Royal Tea: Maria I of Portugal


Valeria Velasquez

For the past decade or so, Prince William’s marriage to Kate Middleton, along with Prince Harry’s engagement, has been all the rage (well, not really, but British Royal gossip is certainly the best raging hot cup of royal tea we’ve got.) While I am certainly not one of those period drama-obsessed Tumblr girls who, with a hopeless, exasperated sigh say, “Ugh, I was born in the wrong era,” I am thoroughly fascinated with the scandals that stem from the lives of the fabulously wealthy and the passionately despised. From incest to unprecedented love affairs, this blog will feature the sociopolitical and just plain weird circumstances of past and present prominent families and emperors. This week’s hot cup of tea deals with a conflict that is moderately (but not insanely) incestous… let’s just say that Maria the First, Queen of Portugal, has a mind-boggling family tree.

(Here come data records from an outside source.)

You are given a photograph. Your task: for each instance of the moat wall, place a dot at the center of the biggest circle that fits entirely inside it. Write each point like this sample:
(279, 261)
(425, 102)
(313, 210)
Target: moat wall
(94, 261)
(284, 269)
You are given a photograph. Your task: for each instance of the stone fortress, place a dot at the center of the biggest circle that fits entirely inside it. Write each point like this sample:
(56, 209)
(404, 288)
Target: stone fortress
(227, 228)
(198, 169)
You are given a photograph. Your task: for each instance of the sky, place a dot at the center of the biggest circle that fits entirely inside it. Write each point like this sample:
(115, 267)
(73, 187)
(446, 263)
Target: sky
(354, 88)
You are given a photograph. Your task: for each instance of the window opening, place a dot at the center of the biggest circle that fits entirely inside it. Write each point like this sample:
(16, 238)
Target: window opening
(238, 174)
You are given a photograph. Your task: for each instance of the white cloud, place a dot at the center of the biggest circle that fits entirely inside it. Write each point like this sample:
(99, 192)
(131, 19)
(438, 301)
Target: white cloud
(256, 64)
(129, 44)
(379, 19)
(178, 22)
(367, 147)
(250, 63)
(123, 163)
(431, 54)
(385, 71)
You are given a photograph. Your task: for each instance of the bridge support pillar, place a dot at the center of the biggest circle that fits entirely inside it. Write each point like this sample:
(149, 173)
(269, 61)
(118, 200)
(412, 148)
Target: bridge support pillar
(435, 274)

Maria I was the first queen of Portugal. It can therefore be assumed that her belly was always full of extravagant food and that poverty was a concept she had no experience with; yet, Maria’s life was plagued with misfortune. When poor Maria was 26 years old, she married the brother of her father. And let’s face it… a plotline where you marry someone in your family isn’t the sexiest trope in a contemporary romance novel on the shelves of Barnes & Noble. Needless to say, the 1760 award for father of the year does not go to Joseph the I of Portugal, who, in efforts to combat the Portuguese law that barred princesses from reigning if they married foreign-born royals, had his daughter marry his brother Peter III of Portugal, who was only three years younger than him.
As is expected when you marry your uncle (ugh, I hate it when that happens…) misfortune is inevitable. Maria I went on to have six children and one stillborn baby. The family tree became even more stomach-churning when Maria’s 15-year-old son married her younger sister, Benedita, who was twice his age. If you got out a piece of paper and a pen in effort to detangle this mess of a family tree, then you’ve certainly come to the harsh realization that Peter III’s relation to the royal family is a confusing one, given that his daughter-in-law, sister-in-law and niece are the same person.
I’d like to end this edition of Historic Tea by saying that incest wasn’t Maria’s biggest feat. Maria I of Portugal was the first Queen consort of Portugal and had a prominent role in the Brazilian economy, yet too often her name is tarnished by her uncle (who so happens to be the father of her children). But being brutally honest, the latter is much more interesting!